Moving the planet is possible. You don't need to do it continuously, you can do it via many gravity-sling maneuvers with one or several objects of relatively small mass. The tradeoff is that both energy and angular momentum are conserved, so you have to move one or more bodies inward and balance the system somehow. I would suggest moving Earth out, Mars in (both to supply the angular momentum and to make it habitable), and using Venus and/or Mercury as the energy supply. The end state would be Mars at one of Earth's trojan points.
Last, why move a planet when lesser measures will do? A large orbiting band of powersats in and around the ecliptic will provide both shade and oodles of energy. You just tweak the orbital planes so that they reach maximum coverage on the Earth-Sun axis.
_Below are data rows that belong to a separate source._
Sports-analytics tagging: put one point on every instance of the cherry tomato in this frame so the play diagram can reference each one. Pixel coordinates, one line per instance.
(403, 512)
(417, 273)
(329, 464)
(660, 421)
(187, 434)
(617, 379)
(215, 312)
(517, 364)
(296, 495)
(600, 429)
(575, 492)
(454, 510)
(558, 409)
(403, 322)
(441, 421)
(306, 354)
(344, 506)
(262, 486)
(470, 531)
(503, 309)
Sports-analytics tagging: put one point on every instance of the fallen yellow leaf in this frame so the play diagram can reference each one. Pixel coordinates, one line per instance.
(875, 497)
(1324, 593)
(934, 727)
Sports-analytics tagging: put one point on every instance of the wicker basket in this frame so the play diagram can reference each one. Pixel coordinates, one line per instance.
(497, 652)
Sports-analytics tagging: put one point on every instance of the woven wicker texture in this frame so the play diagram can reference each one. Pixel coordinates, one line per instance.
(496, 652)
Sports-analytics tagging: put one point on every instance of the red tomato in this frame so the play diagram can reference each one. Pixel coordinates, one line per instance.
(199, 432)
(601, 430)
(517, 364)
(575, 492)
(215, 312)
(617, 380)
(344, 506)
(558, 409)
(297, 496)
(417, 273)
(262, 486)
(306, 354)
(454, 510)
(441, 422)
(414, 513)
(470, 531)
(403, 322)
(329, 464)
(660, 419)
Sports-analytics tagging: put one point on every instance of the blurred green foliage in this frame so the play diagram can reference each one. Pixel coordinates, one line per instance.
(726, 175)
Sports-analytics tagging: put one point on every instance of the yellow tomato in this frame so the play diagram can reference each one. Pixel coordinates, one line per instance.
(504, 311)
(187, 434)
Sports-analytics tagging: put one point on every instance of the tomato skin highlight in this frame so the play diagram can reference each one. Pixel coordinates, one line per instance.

What is probably of greater concern to us is that the the gas layer that surrounds the earth (the atmosphere) must surely be evaporating into space. This would effectively cause the earth atmosphere to get thinner and thinner over thousands of years. Has anybody done any scientific studies to prove that the mean atmospheric pressure has been constant over an extended period of time? My hypothesis is that, given all the secondary (man-made causes) causes of global warming, we are up against a much stronger natural force that is stripping the earth bit by bit of it's precious atmosphere. The thinner the atmosphere becomes the more hostile the environment we have to live in! Are there any scientists who have pursued this line of thought with verifiable statistics yet? I would love to know.